Traité politique, VIII, §05

  • 4 mai 2005


Il apparaît ainsi que la condition de cet État aristocratique sera la meilleure, s’il a des institutions telles qu’il se rapproche le plus d’un Étal absolu [1], c’est-à-dire que la masse du peuple soit aussi peu redoutable que possible et n’ait d’autre liberté que celle qui, en vertu même de la constitution de l’État, doit lui être attribuée et qui est moins le droit de la masse que le droit de tout l’État, droit que défendent et maintiennent seuls les supérieurs. De cette façon pratique et théorie s’accordent le mieux, ainsi qu’il ressort du paragraphe précédent, et qu’il est clair de soi ; car nous ne pouvons douter que le pouvoir est d’autant moins entre les mains des patriciens que la plèbe revendique pour elle-même plus de droits, comme c’est le cas dans la basse Allemagne pour les associations d’artisans appelées Gilden en langue vulgaire.


Traduction Saisset :

Il devient donc évident que la meilleure condition possible du gouvernement aristocratique, c’est d’être le plus possible un gouvernement absolu, c’est d’avoir à craindre le moins possible la multitude, et de ne lui donner aucune autre liberté que celle qui dérive nécessairement de la constitution de l’État, liberté qui dès lors est moins le droit de la multitude que le droit de l’État tout entier revendiqué et conservé par les seuls patriciens. A cette condition, en effet, la pratique sera d’accord avec la théorie (comme cela résulte de l’article précédent, et d’ailleurs la chose est de soi manifeste). Car il est clair que le gouvernement sera d’autant moins entre les mains des patriciens que la plèbe revendiquera plus de droits, comme il arrive en basse Allemagne dans ces collèges d’artisans qu’on appelle gilden.

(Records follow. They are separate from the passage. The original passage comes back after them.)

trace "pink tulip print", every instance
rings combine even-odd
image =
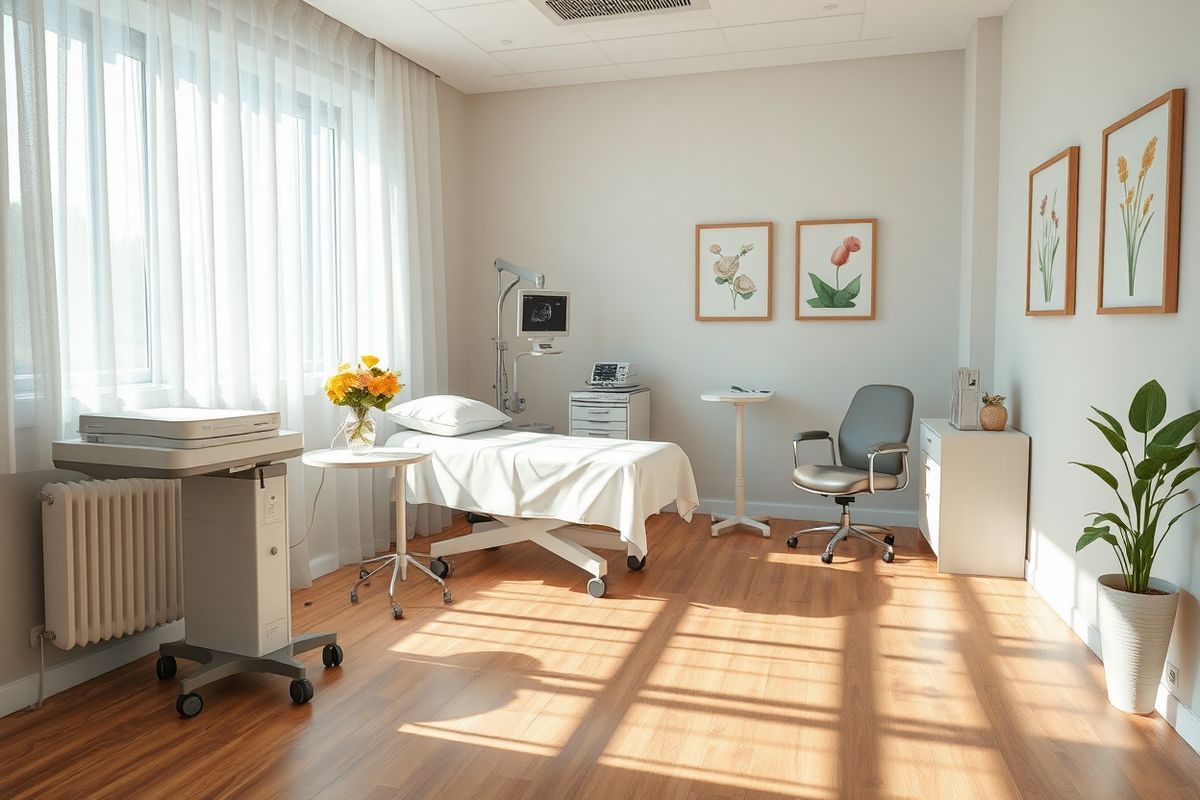
[[[813,289],[817,296],[811,297],[808,304],[813,308],[854,308],[854,298],[862,291],[862,274],[855,275],[852,280],[842,287],[842,268],[850,262],[850,257],[862,249],[862,242],[857,236],[847,236],[842,243],[833,248],[829,263],[833,265],[833,286],[822,280],[817,273],[810,272]]]
[[[1046,215],[1046,203],[1050,203],[1050,215]],[[1050,302],[1050,295],[1054,291],[1054,260],[1058,255],[1058,245],[1062,242],[1062,234],[1058,226],[1058,192],[1054,193],[1054,198],[1049,195],[1042,195],[1042,202],[1038,207],[1038,216],[1041,218],[1040,227],[1038,229],[1038,271],[1042,273],[1042,296],[1046,302]]]
[[[708,252],[717,256],[717,260],[713,262],[713,278],[718,286],[729,287],[729,298],[733,303],[733,307],[737,308],[738,298],[749,300],[758,291],[758,286],[754,280],[744,272],[738,274],[738,270],[742,268],[742,256],[754,249],[753,244],[744,244],[739,248],[736,256],[726,256],[721,254],[721,245],[714,244],[709,246]]]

Apparet itaque huius imperii conditionem optimam fore, si ita institutum fuerit, ut ad absolutum maxime accedat, hoc est, ut multitudo, quantum fieri potest, minus timenda sit, nullamque libertatem obtineat, nisi quae ex ipsius imperii constitutione ipsi necessario tribui debet, quaeque adeo non tam multitudinis, quam totius imperii ius sit, quod soli optimates ut suum vendicant conservantque. Hoc enim modo praxis cum theoria maxime conveniet, ut ex art. praeced. patet, et per se etiam manifestum est. Nam dubitare non possumus, imperium eo minus penes patricios esse, quo plura sibi plebs iura vendicat, qualia solent in inferiori Germania opificum collegia, gilden vulgo dicta, habere.


[1Le seul État réellement absolu est la démocratie, puisqu’il est celui dans lequel on ne peut concevoir aucune résistance à la volonté du souverain. Voyez Traité politique, VIII, §03.